第13話僕たちの新しい街、僕たちの優しい国
王宮の広いバルコニーから見下ろす街並みは、どこまでも穏やかに澄んでいた。
行き交う人々は誰もが柔らかい笑みを浮かべ、広場からは子供たちの無邪気なはしゃぎ声が響いてくる。
理不尽な税。横暴な権力。
僕を「無能」と蔑んだ元婚約者も、実家の人間も、この国を裏で牛耳っていた宰相も、もうどこにもいない。あの時、僕の脳内画面で非表示にされたクズどもは、今頃どこかで、誰にも気づかれないまま孤独な終わりを迎えているはずだ。自ら蒔いた種だ。今さら思い出す価値もない。
「ルーク様、お待たせしました! これ、新しい役人の皆さんの制服の試作品です!」
パタパタと小気味いい足音を立てて走ってきたのは、ニーナだ。わざわざ新しく立て直した大きな工房からここまできてくれた。
手渡された上着は、王宮の格式を保ちつつも、驚くほど軽くて動きやすい仕上がりになっていた。かつて悪徳商人に奪われかけた彼女の技術は、今やこの国の「新しい基準」として、多くの仕立て職人たちを育てるまでに至っている。
「本当に素晴らしい出来だね、ニーナ。これなら現場の人間も働きやすいよ」
「えへへ、ルーク様にそう言っていただけるのが、私にとって一番のご褒美です!」
ニーナは頬を少し赤らめながら、僕の隣で嬉しそうに胸を張る。
「ちょっと! 2人だけで盛り上がらないでよ、ルーク! 私だって、今日のために最高の新作を作ってきたんだから!」
バルコニーの扉を勢いよく開けて入ってきたのは、シャロンだ。店て働きながらも、週に2回、王宮にきて、食事を振る舞ってくれる。彼女の料理はみんなに大人気だ。

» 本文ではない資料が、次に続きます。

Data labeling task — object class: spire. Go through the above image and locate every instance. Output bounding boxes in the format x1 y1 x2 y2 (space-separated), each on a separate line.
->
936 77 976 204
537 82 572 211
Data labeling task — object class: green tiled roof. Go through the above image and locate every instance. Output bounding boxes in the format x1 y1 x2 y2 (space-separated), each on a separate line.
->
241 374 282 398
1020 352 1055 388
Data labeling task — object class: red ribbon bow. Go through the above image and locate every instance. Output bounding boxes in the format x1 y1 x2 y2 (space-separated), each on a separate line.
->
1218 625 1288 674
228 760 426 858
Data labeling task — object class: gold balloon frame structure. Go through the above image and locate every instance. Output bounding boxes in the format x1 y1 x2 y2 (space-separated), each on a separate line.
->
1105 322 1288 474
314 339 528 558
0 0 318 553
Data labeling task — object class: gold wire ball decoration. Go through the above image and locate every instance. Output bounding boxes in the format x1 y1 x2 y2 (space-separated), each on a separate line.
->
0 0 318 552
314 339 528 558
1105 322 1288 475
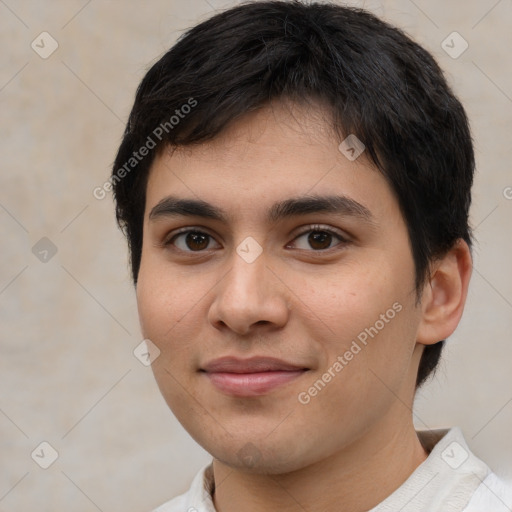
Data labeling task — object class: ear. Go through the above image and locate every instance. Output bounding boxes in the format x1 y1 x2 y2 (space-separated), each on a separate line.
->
417 239 472 345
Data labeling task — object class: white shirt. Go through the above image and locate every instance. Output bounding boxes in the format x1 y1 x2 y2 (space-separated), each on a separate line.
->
154 427 512 512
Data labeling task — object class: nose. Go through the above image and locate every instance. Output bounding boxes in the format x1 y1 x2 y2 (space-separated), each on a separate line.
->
208 248 289 336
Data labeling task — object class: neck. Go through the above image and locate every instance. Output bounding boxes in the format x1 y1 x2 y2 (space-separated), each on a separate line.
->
213 411 428 512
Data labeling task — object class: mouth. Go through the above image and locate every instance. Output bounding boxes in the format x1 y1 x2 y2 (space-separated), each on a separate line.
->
200 357 309 397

彼女が抱える大きなお盆の上には、湯気を立てる色鮮やかな料理がずらりと並んでいる。鼻をくすぐる濃厚なスパイスの香りが、一瞬で辺りを支配した。
「これね、この国で新しく採れるようになった野菜を煮込んだ特製スープ! これさえ食べれば、どんな疲れも一発で吹っ飛んじゃうからね!」
シャロンが自信満々にお玉を突き出す。
仕立て屋のニーナ、そして料理人のシャロン。
かつて路地裏で出会った大切な彼女たちは、今や僕の脳内画面で、他とは比べ物にならないほど眩しく輝く、最上位の【生涯のフレンド(最愛の人)】として登録されている。
「ルーク様、お腹空いたでしょう? 早く食べましょ!」
「ああ、シャロンの作った飯は、いつでも世界一だからね」
僕たちはテーブルを囲み、他愛のない雑談を交わしながら笑い合う。
そこには、冷酷な力も、張り詰めた緊張感も一切ない。ただ、互いを大切に想い合う優しい時間だけが、静かに流れていた。
この時間が永遠に続けばいい、邪魔をする人はもういないはずだから。